Sachril Agustin Berutu - detikNews
Senin, 21 Sep 2020 13:38 WIB
Cegah Banjir, Dinas SDA DKI Target Buat 150-200 Sumur Resapan Tahun Ini
Kepala Dinas SDA DKI Jakarta, Juaini Yusuf (Foto: Sachril Agustin Berutu/detikcom)
Jakarta -

Dinas Sumber Daya Air (SDA) DKI Jakarta melakukan langkah untuk mencegah banjir di musim hujan nanti. Kepala Dinas SDA DKI Jakarta, Juaini Yusuf menyebut ratusan sumur resapan atau drainase vertikal akan dibuat untuk mencegah terjadinya banjir.

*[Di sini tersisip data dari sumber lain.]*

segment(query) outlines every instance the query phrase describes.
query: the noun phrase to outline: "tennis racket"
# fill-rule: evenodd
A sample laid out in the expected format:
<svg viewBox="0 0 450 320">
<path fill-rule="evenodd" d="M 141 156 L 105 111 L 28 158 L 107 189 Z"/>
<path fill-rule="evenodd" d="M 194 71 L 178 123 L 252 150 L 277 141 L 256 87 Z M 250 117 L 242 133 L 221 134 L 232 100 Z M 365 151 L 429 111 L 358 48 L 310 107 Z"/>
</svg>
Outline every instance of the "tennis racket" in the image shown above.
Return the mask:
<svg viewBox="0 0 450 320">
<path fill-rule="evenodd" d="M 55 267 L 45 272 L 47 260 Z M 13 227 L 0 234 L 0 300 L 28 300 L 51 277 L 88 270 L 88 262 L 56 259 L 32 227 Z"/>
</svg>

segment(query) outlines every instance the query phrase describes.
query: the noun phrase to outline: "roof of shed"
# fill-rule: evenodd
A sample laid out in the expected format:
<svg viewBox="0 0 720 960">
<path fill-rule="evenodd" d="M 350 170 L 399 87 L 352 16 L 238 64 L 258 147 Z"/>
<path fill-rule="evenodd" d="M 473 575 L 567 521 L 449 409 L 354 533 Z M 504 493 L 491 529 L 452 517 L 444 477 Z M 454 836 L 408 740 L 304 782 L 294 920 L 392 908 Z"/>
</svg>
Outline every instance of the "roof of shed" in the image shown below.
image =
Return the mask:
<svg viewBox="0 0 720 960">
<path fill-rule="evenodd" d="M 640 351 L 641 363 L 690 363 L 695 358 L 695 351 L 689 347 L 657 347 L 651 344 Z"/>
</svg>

"Tahun ini kita upayakan maksimal sebanyak-banyaknya, mungkin dari sekitar rencana tahun ini sekitar ada 150-200 lokasi titik yang akan kita buat sumur resapan," kata Juaini di Waduk Ria Rio, di Jalan Pulo Mas Utara, Pulo Gadung, Jakarta Timur, Senin (21/9/2020).

Namun, Juaini belum dapat mengungkapkan total sumur resapan yang ada di DKI Jakarta saat ini. Total sumur resapan yang telah dibuat di tahun ini juga belum dia ungkapkan.

Dia hanya mengatakan pengerjaan pembuatan drainase vertikal terus dilakukan. Juaini menjelaskan sekitar 2.500 sumur resapan telah dibuat Dinas SDA pada 2019 lalu. Sumur resapan ini dibuat untuk mencegah munculnya genangan atau banjir di wilayah DKI Jakarta saat musim hujan nanti.

"Tahun kemarin untuk (Dinas) SDA yang sudah dibuat itu ada sekitar 2.500 titik. Dan juga mungkin dinas-dinas lain, Dinas Bina Marga, Lingkungan Hidup, kan semua dinas bikin juga sumur resapan. Lalu SDA sendiri tahun kemarin sekitar 2.500-an," terangnya.

Sedangkan untuk pompa mobile dan pompa stasioner, kata Juaini, ada beberapa pompa yang sedang dilakukan pemeliharaan. Namun, Juaini tidak merinci berapa pompa yang sedang dilakukan pemeliharaan.

"Untuk pompa mobile maupun pompa stasioner, dari 178 lokasi ada 478 unit, saat ini kita sudah melakukan persiapan-persiapan. Memang ada beberapa lokasi yang saat ini kita lakukan pemeliharaan rutin. Sama seperti mobil kan ada pemeliharaan rutin (saat) KM 10 ribu, (KM) 50 ribu, pompa pun begitu karena memang selama ini kita pakai jadi harus ada pemeliharaan rutin," tandas dia.